Le fardeau de la masse salariale
Pour l’année 2019, le budget du Sénégal est arrêté à la somme de 4 071,8 milliards de francs Cfa contre 3 774,7 milliards pour 2018, soit une hausse de 297,1 milliards de francs Cfa en valeur absolue et 8% en valeur relative. Pour cette année qui marque le démarrage de la deuxième phase du Pse, le Sénégal cherche à s’entourer de toutes les garanties de réussite. Ainsi, selon le ministre de l’Economie, des finances et du plan, l’Organisation pour la coopération et le développement économique (Ocde) a identifié trois contraintes qui plombent l’économie du pays.

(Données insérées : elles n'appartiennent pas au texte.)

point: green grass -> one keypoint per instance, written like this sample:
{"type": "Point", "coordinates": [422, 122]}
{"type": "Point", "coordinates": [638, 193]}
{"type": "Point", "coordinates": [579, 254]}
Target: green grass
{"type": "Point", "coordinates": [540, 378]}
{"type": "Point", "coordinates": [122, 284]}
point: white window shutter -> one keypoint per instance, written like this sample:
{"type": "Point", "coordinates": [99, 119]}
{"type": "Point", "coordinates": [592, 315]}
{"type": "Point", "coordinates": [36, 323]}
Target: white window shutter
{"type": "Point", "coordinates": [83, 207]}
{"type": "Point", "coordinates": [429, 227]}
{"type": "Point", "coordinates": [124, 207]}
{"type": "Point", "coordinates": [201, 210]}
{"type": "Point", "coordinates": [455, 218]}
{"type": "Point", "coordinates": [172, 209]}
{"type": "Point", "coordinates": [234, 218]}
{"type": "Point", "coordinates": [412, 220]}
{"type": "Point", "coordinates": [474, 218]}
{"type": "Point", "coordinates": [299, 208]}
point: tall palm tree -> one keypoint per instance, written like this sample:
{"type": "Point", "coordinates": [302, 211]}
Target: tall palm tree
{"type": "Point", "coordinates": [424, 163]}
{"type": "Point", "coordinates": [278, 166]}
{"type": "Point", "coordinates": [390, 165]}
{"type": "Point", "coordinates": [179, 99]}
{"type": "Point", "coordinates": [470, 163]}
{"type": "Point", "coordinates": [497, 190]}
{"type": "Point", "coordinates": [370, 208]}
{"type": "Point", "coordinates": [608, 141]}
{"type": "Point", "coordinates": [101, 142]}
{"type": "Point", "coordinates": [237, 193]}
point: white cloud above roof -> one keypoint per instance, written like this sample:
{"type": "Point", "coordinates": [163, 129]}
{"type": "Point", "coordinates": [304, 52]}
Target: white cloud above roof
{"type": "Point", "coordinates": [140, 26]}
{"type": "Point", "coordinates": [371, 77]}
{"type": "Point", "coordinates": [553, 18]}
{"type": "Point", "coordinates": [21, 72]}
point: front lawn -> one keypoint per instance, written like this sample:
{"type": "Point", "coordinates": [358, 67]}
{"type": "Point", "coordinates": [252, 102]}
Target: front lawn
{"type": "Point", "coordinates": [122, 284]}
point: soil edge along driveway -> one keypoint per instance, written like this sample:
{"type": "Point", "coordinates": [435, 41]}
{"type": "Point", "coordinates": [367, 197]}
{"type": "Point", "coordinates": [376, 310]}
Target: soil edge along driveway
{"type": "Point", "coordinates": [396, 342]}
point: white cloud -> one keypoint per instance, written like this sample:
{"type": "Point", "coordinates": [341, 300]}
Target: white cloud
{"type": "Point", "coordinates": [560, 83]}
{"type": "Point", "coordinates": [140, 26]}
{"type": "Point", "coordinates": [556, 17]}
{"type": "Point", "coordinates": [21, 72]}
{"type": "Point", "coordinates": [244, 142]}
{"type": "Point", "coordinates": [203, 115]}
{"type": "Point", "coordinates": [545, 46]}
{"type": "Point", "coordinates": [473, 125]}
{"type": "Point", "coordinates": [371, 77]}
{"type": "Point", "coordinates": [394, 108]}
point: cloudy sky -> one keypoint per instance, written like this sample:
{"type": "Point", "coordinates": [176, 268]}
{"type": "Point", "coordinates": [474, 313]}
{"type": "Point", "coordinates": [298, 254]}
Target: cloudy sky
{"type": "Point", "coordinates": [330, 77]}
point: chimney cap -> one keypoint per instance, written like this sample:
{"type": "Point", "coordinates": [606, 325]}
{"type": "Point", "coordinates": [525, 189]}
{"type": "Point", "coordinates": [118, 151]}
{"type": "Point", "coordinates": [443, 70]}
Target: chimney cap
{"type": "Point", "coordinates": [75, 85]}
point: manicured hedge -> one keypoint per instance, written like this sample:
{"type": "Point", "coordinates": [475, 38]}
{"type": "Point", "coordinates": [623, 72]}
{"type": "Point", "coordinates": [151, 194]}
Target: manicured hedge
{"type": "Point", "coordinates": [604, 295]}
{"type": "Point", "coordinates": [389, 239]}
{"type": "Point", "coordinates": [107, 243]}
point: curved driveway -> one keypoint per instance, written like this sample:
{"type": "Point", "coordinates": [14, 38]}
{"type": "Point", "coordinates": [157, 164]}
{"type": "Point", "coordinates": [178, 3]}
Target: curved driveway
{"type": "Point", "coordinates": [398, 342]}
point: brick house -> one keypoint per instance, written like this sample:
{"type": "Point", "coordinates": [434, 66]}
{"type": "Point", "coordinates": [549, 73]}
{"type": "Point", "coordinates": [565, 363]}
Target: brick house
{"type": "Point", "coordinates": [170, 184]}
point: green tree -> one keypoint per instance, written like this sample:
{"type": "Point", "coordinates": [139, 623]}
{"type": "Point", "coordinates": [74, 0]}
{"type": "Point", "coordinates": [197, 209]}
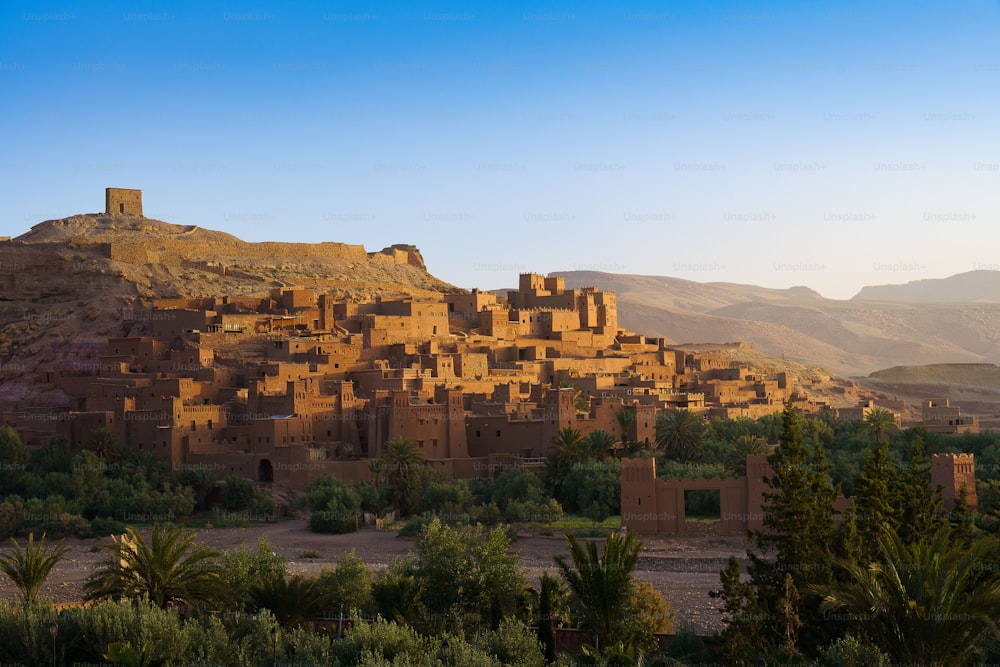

Parmi ces contraintes, l’Administration sénégalaise. «Nous avons une Administration républicaine, mais il faut se poser des questions. Est-ce que l’Adminis­tration que nous avons aujourd’hui est en mesure d’accompagner le Plan Sénégal émergent (Pse) ? Il y a des réformes qui sont absolument nécessaires et une des plus grandes réformes, c’est celle du système des rémunérations. C’est un gros problème que nous avons et le Président a souhaité qu’on s’attaque à cette question», a expliqué le ministre au sortir de la séance plénière de l’Assemblée. La masse salariale passe ainsi à 743,41 milliards de francs Cfa, soit une hausse de 8,8%. Une hausse qui s’explique par l’impact budgétaire des accords conclus avec les syndicats d’enseignants et de la santé, souligne le ministre.

La dette, première dépense
Outre les dépenses en salaires, le budget 2019 donne également une large place au service de la dette qui représente le premier poste de dépense. Bien que le Sénégal reste encore en deçà des normes de 70% définies par l’Uemoa, avec un endettement de 48,2% du Produit intérieur brut (Pib), le service de la dette se chiffre à 863,17 milliards. Elle amorce tout de même une baisse de 18,8 milliards de francs Cfa, soit 2,1%. «Le service de la dette va amorcer sa tendance baissière à partir de 2019, montrant un peu la viabilité, mais surtout que la stratégie d’endettement du Sénégal commence à porter ses fruits», souligne M. Ba. Globalement, l’encours de la dette publique totale passe de 5 848,5 milliards en 2017 à 6 467,7 milliards, soit un accroissement de 10,6%. Mais Amadou Ba a parfois montré des signes d’exaspération devant la récurrence de cette question. «C’est un débat qui n’a pas de sens et on ne sait pas pourquoi on en parle autant. Le Sénégal est un des quatre pays en Afrique subsaharienne à présenter un risque de surendettement faible», a souligné le ministre. Il a expliqué que le pays ne risque rien dans la mesure où la croissance est forte et que le déficit budgétaire passe de 3,5% en 2018 à 3% en 2019.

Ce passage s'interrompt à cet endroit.